Lors de l'écriture d'un de ces précédents romans, "Kinderzimmer", Valentine Goby a rencontré Marie-José Chombart de Lauwe une ancienne résistante déportée.
Au cours d'un des nombreux entretiens le nom de Charlotte Delbo est prononcé pour la première fois et Valentine Goby veut tout retrouver à son sujet car elle est, elle-aussi, une ancienne résistante déportée à Auschwitz et après son retour elle a écrit pour témoigner, rendre hommage à toutes ses compagnes...
C'est ainsi que de bibliothèque en bibliothèque elle retrouve et ressort ses écrits, y compris les correspondances privées (dont elle n'a pas eu l'autorisation de retranscription dans son livre mais que l'on peut consulter à la Bibliothèque Nationale de France dans les archives du Fonds Delbo). Elle va lire ses récits, poèmes, pièces de théâtre, tout ce que l'auteur a produit après son retour du camp de Auschwitz-Birkenau.
Petit à petit Valentine Goby nous raconte Charlotte, elle lui rend un hommage, fort, respectueux. Pour elle c'est une écrivain qui a écrit comme personne sur les camps de concentration, mais aussi sur le retour, sur le long chemin du souvenir, du devoir de mémoire.
On (re)découvre une autre manière de vivre les choses, Valentine Goby nous donne un texte dans l'ensemble positif, presque rassurant alors même que Charlotte Delgo disait : "Il n'y a pas de compensation ni de consolation à la déportation. On ne revient pas meilleur. On n'est augmenté que d'effroi. La déportation est une perte sèche."
Charlotte Delbo est d'abord désemparée elle-aussi :
« [...]la vie m'a été rendue et je suis là devant la vie comme devant une robe qu'on ne peut plus mettre.»
A Jacques Chancel qui lui dit qu'on ne s'en sort plus de tout cela [les camps], elle répond : «Je crois au contraire que j'en suis sortie. Peut-être que, en l'écrivant, je le projette hors de moi.»

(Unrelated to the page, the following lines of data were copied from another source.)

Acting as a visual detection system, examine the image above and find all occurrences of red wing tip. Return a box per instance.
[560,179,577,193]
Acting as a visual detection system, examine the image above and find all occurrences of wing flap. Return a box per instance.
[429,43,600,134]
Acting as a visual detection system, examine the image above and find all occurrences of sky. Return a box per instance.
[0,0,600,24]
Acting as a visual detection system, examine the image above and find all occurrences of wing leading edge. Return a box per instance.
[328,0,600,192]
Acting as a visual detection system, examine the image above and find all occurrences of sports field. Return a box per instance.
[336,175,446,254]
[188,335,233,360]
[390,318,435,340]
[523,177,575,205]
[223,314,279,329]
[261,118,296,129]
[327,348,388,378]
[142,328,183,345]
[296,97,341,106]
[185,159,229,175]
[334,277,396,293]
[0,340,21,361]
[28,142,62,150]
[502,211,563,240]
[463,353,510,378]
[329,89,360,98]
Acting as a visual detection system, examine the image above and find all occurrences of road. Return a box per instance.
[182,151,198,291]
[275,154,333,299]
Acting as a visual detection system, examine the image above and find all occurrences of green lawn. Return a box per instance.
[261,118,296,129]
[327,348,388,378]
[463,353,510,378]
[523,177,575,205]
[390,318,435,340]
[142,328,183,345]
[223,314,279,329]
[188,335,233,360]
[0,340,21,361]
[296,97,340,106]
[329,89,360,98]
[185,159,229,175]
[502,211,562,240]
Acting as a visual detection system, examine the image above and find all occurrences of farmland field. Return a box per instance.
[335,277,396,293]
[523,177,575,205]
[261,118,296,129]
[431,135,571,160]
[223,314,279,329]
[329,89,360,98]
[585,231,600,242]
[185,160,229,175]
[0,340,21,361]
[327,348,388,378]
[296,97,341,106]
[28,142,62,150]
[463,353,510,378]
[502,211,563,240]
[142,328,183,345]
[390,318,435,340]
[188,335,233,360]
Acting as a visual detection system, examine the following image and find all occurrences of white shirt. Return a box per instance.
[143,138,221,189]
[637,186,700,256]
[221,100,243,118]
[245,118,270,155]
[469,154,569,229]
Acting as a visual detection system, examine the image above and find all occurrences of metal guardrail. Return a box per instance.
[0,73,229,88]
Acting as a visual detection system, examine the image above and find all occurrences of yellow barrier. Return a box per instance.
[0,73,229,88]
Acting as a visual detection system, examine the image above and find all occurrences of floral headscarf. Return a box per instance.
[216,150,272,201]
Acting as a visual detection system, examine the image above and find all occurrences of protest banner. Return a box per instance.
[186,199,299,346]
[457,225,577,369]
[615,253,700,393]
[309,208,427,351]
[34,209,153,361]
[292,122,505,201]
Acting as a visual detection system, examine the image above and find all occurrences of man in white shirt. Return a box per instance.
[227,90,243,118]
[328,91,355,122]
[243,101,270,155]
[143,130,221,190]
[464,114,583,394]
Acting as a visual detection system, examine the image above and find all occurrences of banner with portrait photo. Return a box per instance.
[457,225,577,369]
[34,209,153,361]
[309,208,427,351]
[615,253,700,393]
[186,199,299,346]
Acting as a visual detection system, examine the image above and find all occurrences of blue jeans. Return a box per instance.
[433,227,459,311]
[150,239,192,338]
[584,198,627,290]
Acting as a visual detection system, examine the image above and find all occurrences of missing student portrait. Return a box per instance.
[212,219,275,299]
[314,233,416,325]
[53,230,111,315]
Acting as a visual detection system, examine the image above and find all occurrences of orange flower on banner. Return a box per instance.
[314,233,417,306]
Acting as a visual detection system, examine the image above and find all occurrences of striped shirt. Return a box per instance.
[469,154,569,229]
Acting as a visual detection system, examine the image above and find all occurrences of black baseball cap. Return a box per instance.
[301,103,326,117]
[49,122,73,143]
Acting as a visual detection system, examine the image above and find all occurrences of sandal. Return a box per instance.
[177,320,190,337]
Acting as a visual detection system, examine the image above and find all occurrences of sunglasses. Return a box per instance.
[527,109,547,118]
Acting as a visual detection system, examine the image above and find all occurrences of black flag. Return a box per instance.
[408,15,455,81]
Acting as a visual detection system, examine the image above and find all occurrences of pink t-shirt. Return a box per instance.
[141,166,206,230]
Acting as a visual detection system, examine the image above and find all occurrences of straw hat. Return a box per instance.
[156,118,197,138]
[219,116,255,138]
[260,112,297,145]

Pour elle la vie a été plus forte malgré le souvenir de son mari disparu, assassiné par les allemands.
C'est le hasard ou l'air du temps, mais Valentine parle aussi de Robert Antelme, l'ancien mari de Marguerite Duras lui aussi résistant déporté à Buchenwald et qui est le grand second rôle absent du film "la douleur" tiré du livre éponyme de Marguerite Duras.
En résumé nous avons ici un récit intense, intelligent, et qui nous ouvre les portes d'un écrivain peu connu et qui apparemment mérite que l'on s'attarde un peu plus sur ses écrits.

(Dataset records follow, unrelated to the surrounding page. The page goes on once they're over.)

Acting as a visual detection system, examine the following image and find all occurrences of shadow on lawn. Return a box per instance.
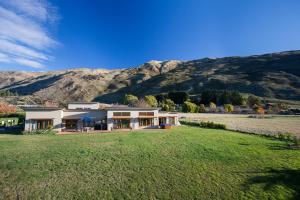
[245,169,300,200]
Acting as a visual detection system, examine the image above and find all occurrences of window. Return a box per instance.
[36,119,53,130]
[169,117,175,125]
[139,118,154,126]
[113,112,130,117]
[113,119,130,129]
[139,112,154,116]
[159,117,167,125]
[66,119,78,129]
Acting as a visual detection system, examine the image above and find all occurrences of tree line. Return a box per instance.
[124,90,270,113]
[0,90,19,97]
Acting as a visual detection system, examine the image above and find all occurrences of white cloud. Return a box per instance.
[0,39,48,60]
[0,0,58,68]
[14,58,45,69]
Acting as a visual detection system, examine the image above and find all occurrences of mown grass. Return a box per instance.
[0,126,300,199]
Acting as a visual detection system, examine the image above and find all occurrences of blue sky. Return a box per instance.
[0,0,300,71]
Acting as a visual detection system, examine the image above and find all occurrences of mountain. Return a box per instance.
[0,51,300,103]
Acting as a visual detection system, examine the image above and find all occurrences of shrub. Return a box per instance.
[209,102,217,112]
[124,94,139,106]
[198,104,206,113]
[180,121,226,129]
[224,104,233,113]
[132,99,150,108]
[168,92,189,104]
[293,136,300,149]
[247,95,261,107]
[144,95,158,108]
[23,129,57,135]
[277,133,294,141]
[161,99,175,111]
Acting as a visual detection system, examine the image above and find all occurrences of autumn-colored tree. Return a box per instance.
[0,102,17,114]
[224,104,234,113]
[253,105,265,115]
[182,101,198,113]
[133,99,150,108]
[209,102,217,112]
[144,95,158,108]
[124,94,139,106]
[198,103,206,113]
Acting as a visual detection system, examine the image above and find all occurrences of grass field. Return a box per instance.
[0,126,300,199]
[179,113,300,138]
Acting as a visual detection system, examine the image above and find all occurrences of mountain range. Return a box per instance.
[0,50,300,104]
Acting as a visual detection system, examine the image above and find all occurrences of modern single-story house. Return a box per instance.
[23,102,179,132]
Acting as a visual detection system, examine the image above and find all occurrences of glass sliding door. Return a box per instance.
[36,119,53,130]
[139,118,154,126]
[113,119,130,129]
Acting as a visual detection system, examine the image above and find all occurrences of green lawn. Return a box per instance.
[0,126,300,199]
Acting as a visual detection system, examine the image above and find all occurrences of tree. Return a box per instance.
[144,95,158,108]
[168,92,189,104]
[224,104,234,113]
[198,104,206,112]
[230,91,244,106]
[133,99,150,108]
[255,106,265,115]
[161,99,175,111]
[247,95,261,108]
[182,101,198,113]
[124,94,139,106]
[209,102,217,112]
[201,90,217,105]
[0,102,17,114]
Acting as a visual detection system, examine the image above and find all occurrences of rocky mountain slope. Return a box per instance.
[0,51,300,103]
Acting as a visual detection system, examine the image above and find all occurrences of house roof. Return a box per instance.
[105,106,158,110]
[21,106,63,111]
[68,101,99,104]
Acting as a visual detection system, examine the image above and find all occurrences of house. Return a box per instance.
[23,102,179,132]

Je suis bien évidemment fortement tentée... à suivre !
"L'injonction de parler [...], voilà ce qui commande à Charlotte Delbo, en dépit des souffrances endurées et de la perte de Georges, de préférer la vie. Incarner plus que soi-même, porter l'humanité en soi."
"Qui a lu les récits et poèmes du retour livrés par des déportés sait comme il est difficile de revenir d'Auschwitz. Je veux dire revenir complètement, au-delà du corps, se délester des réflexes de la déportée, de ses peurs, repousser l'invasion quotidienne. C'est un poids terrible que la cohorte des souvenirs."
"Écrire, c'est probablement chaque fois rouvrir la blessure. Mais aussi, et là est le miracle, faire l'expérience d'un mouvement paradoxal : plus la plaie est rouverte, mieux elle cicatrise."L'Iconoclaste, 164 pages.